Im Kanton Uri haben sich die Bahnverbindungen und das Angebot des öffentlichen Verkehrs insbesondere in Altdorf ebenfalls deutlich verbessert, was dazu beitrug, dass die Bevölkerung und die Anzahl Arbeitsplätze wuchsen. Die Pendlerbeziehungen vor allem in Richtung Luzern und Zürich nahmen zu. Mit der auf Ende 2021 geplanten vollständigen Eröffnung des neuen Kantonsbahnhofs dürfte sich dieser Trend noch verstärken.
Monitoring Gotthard Achse (MGA)
Im Projekt MGA untersuchen die Bundesämter für Raumentwicklung (ARE), Verkehr (BAV), Strassen (ASTRA), Umwelt (BAFU) sowie die Kantone Tessin und Uri seit 2015 die Auswirkungen des Bahnausbaus
auf der Gotthardachse. Phase A, die 2017 endete, untersuchte Trends, bevor der Gotthard-Basistunnel (GBT) eröffnet wurde.

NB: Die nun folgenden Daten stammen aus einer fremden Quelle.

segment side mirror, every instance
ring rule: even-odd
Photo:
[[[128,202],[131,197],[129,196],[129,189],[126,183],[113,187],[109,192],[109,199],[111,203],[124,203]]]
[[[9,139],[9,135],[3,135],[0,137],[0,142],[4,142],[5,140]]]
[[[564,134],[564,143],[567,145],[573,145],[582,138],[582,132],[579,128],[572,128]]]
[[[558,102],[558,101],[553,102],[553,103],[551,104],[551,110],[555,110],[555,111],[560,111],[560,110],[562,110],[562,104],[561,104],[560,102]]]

Phase B des Monitorings wird untersuchen, wie sich der 2016 eröffnete
GBT, das im April 2021 vollständige Angebot am Ceneri-Basistunnel, der 4-Meter-Korridor für den Güterverkehr und der neue Kantonsbahnhofs Altdorf auswirken. Die hier vorgestellten
Zwischenergebnisse der Phase B betrachten die Jahre 2016-2019 und sind nicht von der Covid-19-Pandemie beeinflusst. Die Schlussergebnisse der Phase B liegen 2023 vor, eine weitere abschliessende
Auswertung (Phase C) ist ab 2025 geplant.